Equation of the line will be
y – y1 = m(x – x1)
⇒ y – 5 = 3(x – 0)
⇒ y – 5 = 3x
⇒ 3x – y + 5 = 0
⇒ y = 3x + 5
17. Write down the equation of the line perpendicular to 3x + 8y = 12 and passing through the point (-1, -2).
Answer
In the given line 3x + 8y = 12
⇒ 8y = - 3x + 12
⇒ y = -3/8 ×x + 12/8
Here slope (m1) = -3/8
Let the slope of the line perpendicular to the given line be = m2
∴ m1m2 = -1
⇒ -3/8 × m2 = -1
m2 = 8/3
∴ Equation of the line where slope is 8/3 and passes through the point (-1, -2) will be
y – y1 = m(x – x1)
⇒ y – (-2) = 8/3 [x – (-1)]
⇒ y + 2 = 8/3(x + 1)
⇒ 3y + 6 = 8x + 8
⇒ 8x – 3y + 8 – 6 = 0
⇒ 8x – 3y + 2 = 0
18. (i) The line 4x – 3y + 12 = 0 meets the x-axis at A. Write down the co-ordinates of A.

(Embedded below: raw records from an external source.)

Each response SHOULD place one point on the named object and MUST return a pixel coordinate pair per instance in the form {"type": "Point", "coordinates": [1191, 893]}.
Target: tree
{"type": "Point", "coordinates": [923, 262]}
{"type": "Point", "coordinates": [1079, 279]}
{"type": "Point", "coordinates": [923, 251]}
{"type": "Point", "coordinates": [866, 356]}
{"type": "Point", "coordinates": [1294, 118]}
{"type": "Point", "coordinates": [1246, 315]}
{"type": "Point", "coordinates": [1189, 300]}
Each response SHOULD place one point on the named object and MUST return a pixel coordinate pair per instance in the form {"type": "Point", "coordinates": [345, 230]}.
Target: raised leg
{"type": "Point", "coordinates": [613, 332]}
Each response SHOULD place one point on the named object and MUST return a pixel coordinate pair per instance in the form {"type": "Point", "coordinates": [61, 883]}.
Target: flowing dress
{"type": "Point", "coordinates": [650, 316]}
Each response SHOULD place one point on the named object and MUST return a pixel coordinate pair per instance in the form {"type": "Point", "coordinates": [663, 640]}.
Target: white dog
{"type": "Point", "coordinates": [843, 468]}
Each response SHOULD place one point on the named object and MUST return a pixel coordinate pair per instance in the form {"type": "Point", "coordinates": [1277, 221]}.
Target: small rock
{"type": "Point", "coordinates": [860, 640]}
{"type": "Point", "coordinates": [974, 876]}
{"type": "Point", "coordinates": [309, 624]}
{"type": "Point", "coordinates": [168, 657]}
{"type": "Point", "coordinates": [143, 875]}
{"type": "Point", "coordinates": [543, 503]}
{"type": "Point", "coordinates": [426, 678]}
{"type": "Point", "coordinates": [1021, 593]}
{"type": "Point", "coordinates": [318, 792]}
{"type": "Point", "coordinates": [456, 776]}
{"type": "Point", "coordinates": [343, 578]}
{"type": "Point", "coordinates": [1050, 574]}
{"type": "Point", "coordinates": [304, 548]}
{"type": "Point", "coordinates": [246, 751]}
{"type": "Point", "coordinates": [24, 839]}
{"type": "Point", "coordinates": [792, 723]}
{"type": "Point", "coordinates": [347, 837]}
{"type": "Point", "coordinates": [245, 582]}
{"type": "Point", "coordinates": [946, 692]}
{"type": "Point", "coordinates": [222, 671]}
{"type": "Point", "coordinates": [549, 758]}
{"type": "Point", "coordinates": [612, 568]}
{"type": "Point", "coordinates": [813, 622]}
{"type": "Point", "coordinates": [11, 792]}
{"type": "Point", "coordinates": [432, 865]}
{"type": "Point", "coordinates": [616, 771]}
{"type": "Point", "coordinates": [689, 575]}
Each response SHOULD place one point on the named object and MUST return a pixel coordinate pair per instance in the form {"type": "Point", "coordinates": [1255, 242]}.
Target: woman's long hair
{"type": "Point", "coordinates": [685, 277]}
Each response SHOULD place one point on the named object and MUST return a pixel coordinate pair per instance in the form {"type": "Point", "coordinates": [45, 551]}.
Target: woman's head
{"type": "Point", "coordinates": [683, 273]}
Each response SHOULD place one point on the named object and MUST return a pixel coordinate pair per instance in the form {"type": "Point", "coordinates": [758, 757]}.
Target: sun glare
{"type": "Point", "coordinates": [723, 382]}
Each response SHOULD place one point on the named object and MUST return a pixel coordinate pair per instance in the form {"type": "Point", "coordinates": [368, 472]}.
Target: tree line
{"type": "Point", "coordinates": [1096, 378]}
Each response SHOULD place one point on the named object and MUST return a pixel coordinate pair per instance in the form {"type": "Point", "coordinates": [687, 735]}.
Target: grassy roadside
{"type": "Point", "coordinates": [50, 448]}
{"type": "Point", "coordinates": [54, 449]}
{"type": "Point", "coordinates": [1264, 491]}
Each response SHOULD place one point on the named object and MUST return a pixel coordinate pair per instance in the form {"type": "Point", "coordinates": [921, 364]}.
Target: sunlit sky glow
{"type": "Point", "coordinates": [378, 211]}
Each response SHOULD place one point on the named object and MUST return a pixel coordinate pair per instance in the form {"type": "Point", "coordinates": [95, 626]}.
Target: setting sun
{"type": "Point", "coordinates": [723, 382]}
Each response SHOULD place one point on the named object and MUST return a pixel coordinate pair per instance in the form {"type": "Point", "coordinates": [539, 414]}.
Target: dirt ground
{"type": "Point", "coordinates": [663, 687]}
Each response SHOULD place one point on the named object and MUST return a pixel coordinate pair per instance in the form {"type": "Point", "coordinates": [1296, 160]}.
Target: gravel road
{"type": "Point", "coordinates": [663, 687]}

(ii) Determine the equation of the line passing through A and perpendicular to 4x – 3y + 12 = 0.
Answer
(i) In the line 4x – 3y + 12 = 0 …(i)
3y = 4x + 12
⇒ y = 4/3 ×x + 4
Here slope (m1) = 4/3
Let the slope of the line perpendicular to the given line be = m2
∴ m1m2 = - 1
⇒ 4/3 ×m2 = - 1
⇒ m2 = -3/4
Let the point on x-axis be A (x, 0)
∴ Substituting the value of y in (i)
4x – 3×0 + 12 = 0
⇒ 4x + 12 = 0
⇒ 4x = -12
⇒ x = -3
∴ Co-ordinates of A will be (- 3, 0)
(ii) Equation of the line perpendicular to the given line passing through A will be.
y – y1 = m(x – x1)
⇒ y – 0 = -3/4 ×(x + 3)
⇒ 4y = - 3x – 9
⇒ 3x + 4y + 9 = 0
19. Find the equation of the line that is parallel to 2x + 5y – 7 = 0 and passes through the mid-point of the line segment joining the points (2, 7) and (- 4, 1).
Answer
The given line 2x + 5y – 7 = 0
5y = - 2x + 7
⇒ y = -2/5 ×x + 7/5
Here slope (m1) = -2/5
∴ Slope of the line parallel to the given line will be –2/5.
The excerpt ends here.